August 30, 2017
Volume 15, issue 4

Download PDF version of this article PDF

Cache Me If You Can

Building a decentralized web-delivery model

Jacob Loveless

Years ago I squandered most of my summer break locked inside my apartment, tackling an obscure problem in network theory (the bidirectional channel capacity problem). I was convinced that I was close to a breakthrough. (I wasn't.) Papers were everywhere, intermingled with the remnants of far too many 10¢ Taco Tuesday wrappers.

A good friend stopped by to bring better food, lend a mathematical hand, and put an end to my solitary madness. She listened carefully while I jumped across the room grabbing papers and incoherently babbling about my "breakthrough."

Then she somberly grabbed a pen and wrote out the flaw that I had missed, obliterating the proof.

I was stunned and heartbroken. She looked up and said, "But this is great, because what you've done here is define the problem more concretely." She continued with a simple truth that I've carried with me ever since:

"Most times, defining the problem is harder and more valuable than finding the answer. The world needs hard, well-defined problems. Generally, only one or two people work together on an answer—but hundreds work on a well-defined problem."

And so, dear reader, this is where I would like to begin. Unlike most articles in acmqueue, this one isn't about a new technique or an exposition on a practitioner's solution. Instead, this article looks at the problems inherent in building a more decentralized Internet. Audacious? Yes, but this has become a renewed focus in recent years, even by the father of the Web himself (see Tim Berners-Lee's Solid project⁴). Several companies and open-source projects are now focusing on different aspects of the "content-delivery" problem. Our company Edgemesh (https://edgemesh.com) is working on peer-enhanced client-side content acceleration, alongside other next-generation content-delivery networks such as Peer5 (https://peer5.com) and Streamroot (https://streamroot.io), both of which are focused on video delivery.

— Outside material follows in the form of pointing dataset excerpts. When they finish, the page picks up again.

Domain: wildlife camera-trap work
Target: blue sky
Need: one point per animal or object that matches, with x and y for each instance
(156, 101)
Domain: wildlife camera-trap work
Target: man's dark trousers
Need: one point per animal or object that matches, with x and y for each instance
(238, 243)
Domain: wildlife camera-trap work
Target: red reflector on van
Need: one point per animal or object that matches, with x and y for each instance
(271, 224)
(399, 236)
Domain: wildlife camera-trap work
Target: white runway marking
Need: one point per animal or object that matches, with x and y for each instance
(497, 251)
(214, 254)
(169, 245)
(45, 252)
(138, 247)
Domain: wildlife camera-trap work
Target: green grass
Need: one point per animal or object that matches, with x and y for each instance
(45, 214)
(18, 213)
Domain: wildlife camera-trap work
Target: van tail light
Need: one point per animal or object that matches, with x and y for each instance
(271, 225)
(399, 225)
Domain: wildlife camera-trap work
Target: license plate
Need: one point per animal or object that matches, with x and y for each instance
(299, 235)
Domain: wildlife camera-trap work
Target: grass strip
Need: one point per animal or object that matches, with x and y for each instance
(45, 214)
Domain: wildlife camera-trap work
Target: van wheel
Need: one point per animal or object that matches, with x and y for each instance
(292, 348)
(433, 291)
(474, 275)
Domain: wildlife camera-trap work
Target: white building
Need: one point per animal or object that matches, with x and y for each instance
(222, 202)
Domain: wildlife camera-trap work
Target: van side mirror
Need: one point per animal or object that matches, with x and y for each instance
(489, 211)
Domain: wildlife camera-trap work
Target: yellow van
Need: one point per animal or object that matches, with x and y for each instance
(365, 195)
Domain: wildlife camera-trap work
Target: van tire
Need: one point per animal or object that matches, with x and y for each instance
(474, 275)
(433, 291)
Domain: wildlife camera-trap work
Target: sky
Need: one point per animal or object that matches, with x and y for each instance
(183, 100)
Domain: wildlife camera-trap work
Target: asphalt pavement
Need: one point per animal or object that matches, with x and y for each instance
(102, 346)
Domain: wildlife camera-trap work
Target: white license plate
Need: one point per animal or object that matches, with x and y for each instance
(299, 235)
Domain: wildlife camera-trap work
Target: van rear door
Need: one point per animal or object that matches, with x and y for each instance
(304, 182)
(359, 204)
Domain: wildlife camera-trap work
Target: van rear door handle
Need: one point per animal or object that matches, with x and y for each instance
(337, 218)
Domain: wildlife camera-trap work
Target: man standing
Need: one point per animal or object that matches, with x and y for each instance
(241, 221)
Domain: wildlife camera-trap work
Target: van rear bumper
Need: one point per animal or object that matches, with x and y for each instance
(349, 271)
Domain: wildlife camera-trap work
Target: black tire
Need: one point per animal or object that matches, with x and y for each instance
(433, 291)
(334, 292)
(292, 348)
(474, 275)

Others, such as the open-source IPFS (InterPlanetary File System; https://ipfs.io) project are looking at completely new ways of defining and distributing and defining "the web."

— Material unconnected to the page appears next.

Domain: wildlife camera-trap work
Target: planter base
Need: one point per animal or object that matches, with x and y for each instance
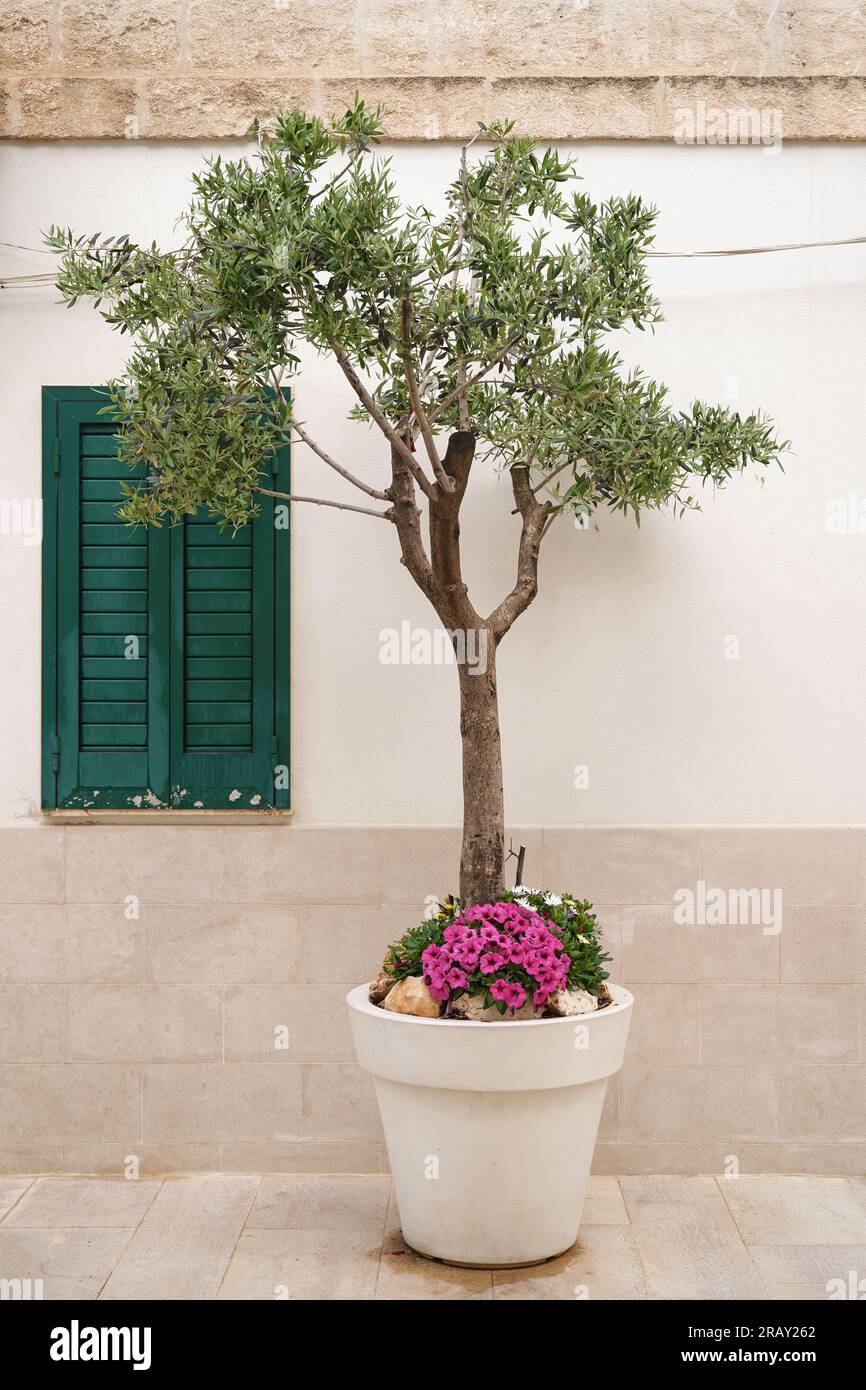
(470, 1264)
(489, 1126)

Indeed, the concept of a better Internet has crept into popular media. In season 4 of HBO's sitcom Silicon Valley, the protagonist Richard Hendricks devises a new way to distribute content across the Internet in a completely distributed manner using a P2P (peer-to-peer) protocol. "If we could do it, we could build a completely decentralized version of our current Internet," Hendricks says, "with no firewalls, no tolls, no government regulation, no spying. Information would be totally free in every sense of the word." The story line revolves around the idea that thousands of users would allocate a small portion of their available storage on their mobile devices, and that the Pied Piper software would assemble the storage across these devices in a distributed storage "cloud." Then, of course, phones explode and hilarity ensues.

The core idea of a distributed Internet does make sense, but how would it be built? As I learned in my self-imposed solitary confinement so long ago, before diving into possible solutions, you need to define the problems more clearly.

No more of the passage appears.